Histopathological findings: non-neoplastic:

effects observed, treatment-related

Description (incidence and severity):

Minor centrolobular hypertrophy of hepatocytes in four male rats in the high dose group was seen. The incidence of htis findings as compared to the control group, was significantly higher. All other changes were comparable to the control group.

Histopathological findings: neoplastic:

no effects observed

Key result

Dose descriptor:

NOAEL

Effect level:

3.75 mg/kg bw/day (nominal)

Sex:

male

Basis for effect level:

other: Increased prothrombin time at mid dose, at high dose increased liver weight and increased incidence in minor centrolobular hypertrophy of hepatocytes.

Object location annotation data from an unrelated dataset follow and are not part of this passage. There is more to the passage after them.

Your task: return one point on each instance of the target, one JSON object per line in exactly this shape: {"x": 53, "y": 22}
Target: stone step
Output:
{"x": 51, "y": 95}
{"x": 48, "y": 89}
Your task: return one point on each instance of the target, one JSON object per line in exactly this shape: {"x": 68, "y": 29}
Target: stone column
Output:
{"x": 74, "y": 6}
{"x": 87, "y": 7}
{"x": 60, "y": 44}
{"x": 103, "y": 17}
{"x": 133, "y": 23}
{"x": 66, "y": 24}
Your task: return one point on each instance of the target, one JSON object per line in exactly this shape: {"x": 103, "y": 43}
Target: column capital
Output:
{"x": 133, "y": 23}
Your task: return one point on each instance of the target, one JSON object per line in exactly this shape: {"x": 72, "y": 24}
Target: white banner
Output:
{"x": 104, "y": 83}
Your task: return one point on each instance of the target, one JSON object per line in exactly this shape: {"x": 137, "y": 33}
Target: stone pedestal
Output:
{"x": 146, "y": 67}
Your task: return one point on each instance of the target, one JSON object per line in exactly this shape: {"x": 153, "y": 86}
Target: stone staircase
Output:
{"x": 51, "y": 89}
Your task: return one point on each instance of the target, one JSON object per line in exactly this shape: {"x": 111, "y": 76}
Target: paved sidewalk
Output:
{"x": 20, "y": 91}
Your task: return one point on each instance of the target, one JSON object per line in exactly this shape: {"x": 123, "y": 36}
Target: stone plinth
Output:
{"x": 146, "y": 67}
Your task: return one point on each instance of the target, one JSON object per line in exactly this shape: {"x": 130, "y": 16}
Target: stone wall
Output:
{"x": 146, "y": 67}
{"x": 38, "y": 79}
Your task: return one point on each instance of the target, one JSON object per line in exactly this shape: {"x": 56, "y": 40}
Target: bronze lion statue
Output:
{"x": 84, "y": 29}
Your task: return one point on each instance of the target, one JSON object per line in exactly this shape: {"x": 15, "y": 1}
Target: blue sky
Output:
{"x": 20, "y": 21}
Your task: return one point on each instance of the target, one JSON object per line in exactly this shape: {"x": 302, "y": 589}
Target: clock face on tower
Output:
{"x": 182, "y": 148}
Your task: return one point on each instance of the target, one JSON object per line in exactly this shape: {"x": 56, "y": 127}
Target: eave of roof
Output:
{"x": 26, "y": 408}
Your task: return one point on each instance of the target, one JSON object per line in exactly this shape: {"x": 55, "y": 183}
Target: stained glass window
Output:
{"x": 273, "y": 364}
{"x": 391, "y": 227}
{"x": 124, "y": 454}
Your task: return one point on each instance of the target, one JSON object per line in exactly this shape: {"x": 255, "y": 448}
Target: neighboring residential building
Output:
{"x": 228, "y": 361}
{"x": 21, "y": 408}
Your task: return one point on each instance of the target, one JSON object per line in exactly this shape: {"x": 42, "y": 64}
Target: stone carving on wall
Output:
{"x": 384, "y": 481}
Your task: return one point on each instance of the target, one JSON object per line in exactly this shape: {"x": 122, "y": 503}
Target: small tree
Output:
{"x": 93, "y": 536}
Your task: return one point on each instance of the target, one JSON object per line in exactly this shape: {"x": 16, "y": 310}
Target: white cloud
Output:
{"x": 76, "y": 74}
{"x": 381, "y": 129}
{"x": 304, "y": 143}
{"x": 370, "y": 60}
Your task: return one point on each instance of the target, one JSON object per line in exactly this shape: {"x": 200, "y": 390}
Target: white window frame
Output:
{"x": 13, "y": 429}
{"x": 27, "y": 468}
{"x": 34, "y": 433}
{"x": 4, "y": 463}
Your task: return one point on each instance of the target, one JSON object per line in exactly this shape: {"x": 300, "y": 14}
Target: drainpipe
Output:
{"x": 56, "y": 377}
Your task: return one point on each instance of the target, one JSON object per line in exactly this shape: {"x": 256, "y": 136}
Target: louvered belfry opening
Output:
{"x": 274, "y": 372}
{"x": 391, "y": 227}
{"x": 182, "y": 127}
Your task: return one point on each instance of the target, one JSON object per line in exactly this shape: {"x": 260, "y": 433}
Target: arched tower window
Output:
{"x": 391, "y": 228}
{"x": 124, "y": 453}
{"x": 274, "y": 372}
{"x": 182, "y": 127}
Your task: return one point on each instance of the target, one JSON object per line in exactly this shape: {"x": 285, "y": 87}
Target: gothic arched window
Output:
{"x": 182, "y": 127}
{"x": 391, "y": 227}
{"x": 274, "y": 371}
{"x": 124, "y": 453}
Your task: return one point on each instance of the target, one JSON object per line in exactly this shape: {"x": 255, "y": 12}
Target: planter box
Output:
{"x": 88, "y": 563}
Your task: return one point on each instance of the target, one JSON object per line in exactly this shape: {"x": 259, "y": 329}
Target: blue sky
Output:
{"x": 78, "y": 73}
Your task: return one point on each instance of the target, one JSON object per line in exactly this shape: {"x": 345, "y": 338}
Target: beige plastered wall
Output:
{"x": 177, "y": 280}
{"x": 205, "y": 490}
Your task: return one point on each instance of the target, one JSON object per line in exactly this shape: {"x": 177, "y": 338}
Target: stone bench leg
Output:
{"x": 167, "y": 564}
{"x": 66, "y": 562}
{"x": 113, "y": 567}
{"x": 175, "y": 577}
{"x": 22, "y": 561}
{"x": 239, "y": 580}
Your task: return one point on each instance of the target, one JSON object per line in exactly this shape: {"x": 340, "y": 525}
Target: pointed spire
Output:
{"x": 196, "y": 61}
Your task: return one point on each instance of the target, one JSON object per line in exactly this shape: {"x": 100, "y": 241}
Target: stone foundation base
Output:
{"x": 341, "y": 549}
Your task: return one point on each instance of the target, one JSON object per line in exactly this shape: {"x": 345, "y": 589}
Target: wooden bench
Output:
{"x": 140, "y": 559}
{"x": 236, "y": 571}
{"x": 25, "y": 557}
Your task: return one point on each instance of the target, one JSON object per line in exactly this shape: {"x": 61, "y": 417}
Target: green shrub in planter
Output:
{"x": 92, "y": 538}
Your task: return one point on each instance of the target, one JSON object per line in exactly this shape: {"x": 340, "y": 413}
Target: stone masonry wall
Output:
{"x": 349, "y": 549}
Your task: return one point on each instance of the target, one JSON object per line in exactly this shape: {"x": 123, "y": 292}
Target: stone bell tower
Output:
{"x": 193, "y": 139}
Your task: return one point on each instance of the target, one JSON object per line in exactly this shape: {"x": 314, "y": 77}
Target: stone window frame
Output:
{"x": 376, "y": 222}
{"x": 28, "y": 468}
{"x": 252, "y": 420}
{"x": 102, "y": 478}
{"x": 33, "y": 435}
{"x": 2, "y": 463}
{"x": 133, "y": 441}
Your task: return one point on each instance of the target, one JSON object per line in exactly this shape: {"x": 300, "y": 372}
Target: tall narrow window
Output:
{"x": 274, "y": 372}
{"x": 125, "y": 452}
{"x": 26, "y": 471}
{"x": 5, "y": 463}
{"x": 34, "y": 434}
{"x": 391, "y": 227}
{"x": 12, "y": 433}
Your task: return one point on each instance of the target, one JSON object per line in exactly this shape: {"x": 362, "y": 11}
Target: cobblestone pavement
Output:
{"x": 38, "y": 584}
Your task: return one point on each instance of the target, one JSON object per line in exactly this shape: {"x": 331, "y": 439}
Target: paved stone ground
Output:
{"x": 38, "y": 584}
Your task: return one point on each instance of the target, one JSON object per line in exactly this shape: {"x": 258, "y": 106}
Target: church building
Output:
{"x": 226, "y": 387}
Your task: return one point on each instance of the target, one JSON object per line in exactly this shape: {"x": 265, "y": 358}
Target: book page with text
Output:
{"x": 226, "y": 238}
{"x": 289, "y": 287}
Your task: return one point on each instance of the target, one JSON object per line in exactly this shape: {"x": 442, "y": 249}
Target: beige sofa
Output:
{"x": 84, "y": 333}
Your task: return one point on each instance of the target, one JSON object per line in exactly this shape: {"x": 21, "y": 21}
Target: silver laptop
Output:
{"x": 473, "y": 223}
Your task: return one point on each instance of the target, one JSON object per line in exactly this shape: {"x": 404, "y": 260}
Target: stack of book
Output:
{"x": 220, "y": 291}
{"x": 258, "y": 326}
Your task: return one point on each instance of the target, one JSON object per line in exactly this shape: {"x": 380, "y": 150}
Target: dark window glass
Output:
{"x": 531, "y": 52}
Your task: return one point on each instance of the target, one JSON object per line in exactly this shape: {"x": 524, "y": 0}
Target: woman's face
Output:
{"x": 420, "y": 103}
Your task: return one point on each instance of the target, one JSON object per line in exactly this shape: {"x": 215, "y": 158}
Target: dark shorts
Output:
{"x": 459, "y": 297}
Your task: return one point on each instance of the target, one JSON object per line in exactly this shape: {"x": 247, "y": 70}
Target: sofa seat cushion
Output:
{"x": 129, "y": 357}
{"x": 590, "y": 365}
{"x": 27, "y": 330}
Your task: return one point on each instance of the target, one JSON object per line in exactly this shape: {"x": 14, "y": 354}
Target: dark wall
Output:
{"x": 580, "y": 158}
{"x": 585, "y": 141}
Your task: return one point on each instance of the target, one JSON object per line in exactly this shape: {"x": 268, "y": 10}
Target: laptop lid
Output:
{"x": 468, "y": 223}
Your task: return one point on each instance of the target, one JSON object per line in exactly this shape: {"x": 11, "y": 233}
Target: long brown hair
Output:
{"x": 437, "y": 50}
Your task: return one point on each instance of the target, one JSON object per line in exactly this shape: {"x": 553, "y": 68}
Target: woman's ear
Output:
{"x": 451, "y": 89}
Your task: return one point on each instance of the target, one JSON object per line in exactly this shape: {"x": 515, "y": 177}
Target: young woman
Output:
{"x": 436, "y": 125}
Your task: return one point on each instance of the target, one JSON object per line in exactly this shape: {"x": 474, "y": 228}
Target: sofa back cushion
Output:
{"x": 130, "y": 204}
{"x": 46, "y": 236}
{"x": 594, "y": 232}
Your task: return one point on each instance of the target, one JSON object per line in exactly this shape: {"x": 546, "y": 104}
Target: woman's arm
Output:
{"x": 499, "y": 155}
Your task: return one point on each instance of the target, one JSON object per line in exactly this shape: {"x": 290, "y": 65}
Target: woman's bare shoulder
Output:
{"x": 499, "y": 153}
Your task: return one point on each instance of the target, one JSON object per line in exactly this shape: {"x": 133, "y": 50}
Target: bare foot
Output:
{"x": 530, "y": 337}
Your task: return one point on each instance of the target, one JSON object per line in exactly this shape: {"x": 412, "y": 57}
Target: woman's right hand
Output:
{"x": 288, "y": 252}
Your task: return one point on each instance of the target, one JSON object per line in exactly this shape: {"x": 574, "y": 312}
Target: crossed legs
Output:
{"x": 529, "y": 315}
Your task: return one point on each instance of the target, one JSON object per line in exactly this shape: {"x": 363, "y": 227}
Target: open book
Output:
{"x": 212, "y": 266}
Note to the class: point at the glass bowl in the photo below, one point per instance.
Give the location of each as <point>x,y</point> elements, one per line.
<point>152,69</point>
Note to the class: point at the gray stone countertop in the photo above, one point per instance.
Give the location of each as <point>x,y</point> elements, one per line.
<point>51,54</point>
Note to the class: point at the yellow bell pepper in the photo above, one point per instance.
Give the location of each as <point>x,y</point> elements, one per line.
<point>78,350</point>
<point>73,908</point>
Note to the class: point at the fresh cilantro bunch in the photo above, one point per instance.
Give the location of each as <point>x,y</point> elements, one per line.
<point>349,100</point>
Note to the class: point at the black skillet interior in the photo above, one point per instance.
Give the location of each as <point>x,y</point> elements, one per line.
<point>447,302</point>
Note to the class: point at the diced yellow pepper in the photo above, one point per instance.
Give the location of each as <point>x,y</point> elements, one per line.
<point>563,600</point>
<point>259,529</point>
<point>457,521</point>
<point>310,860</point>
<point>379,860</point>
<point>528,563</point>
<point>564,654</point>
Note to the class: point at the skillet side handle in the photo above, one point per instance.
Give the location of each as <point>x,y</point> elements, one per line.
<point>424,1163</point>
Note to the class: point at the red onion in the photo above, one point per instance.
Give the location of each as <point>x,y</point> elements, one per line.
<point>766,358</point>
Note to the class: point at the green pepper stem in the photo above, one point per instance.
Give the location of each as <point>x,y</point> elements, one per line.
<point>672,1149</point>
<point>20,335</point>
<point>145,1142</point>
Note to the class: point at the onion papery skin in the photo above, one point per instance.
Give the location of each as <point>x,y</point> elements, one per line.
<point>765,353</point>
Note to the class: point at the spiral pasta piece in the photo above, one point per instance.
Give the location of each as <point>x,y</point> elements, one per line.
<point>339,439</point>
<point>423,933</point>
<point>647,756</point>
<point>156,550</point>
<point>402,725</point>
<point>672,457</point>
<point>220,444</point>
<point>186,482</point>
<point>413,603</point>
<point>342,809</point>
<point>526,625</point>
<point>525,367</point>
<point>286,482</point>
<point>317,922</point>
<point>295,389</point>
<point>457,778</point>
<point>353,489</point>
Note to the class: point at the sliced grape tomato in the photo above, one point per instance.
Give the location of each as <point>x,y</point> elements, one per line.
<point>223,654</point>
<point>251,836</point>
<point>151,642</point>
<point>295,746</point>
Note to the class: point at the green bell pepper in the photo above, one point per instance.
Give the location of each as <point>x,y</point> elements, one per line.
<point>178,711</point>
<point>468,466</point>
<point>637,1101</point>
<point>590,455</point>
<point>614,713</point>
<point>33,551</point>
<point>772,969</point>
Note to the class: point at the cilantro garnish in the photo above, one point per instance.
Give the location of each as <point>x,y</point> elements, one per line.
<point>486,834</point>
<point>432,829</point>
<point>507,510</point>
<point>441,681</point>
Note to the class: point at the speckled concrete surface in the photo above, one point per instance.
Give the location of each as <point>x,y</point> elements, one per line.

Critical effects observed:

not specified

Conclusions:

In the 28-day oral gavage study with rats, the test substance 2-amylanthraquinone was administered to male and female rats at 3.75, 15 and 60 mg/kg bw/day. Based on the observed effects (prolongation in prothrombin time in mid- and high-dose males, increased liver weight and centolobular hepatocellular hypertrophy ) the NOAEL was set at 3.5 mg/kg bw/day for male and 15 mg/kg bw/day for female rats.

Executive summary:

The 28-days of repeated oral administration with a recovery period of 14-day was performed with 2-pentylanthraquinone administered in 3.75, 15 and 60 mg/kg doses to male and female Sprague-Dawley rats. There were no cases of death or the appearance of imminent death in any of the groups. The results show  a change in salivation immediately after dosage administration to the 60 mg/kg rat group. In hematological tests, after the end of dosing, a significant prolongation in the prothrombin time was observed in the 15 and 60 mg/kg administered dose male rats.  Also, in the 60 mg/kg dose group of male rats, a significant increase in the actual and relative weight of the liver was observed.  In the histological examination centrolobular hypertrophy of hepatocytes was observed.

No effect from the dosing was shown in the weight and feed intake and urine testing.  Also, a detailed observation of symptoms and function tests did not show any abnormalities.

From the above results,  the test shows that the 2-pentylanthraquinone NOAEL for male rats is 3.75 mg/kg/day and 15 mg/kg/day for female rats.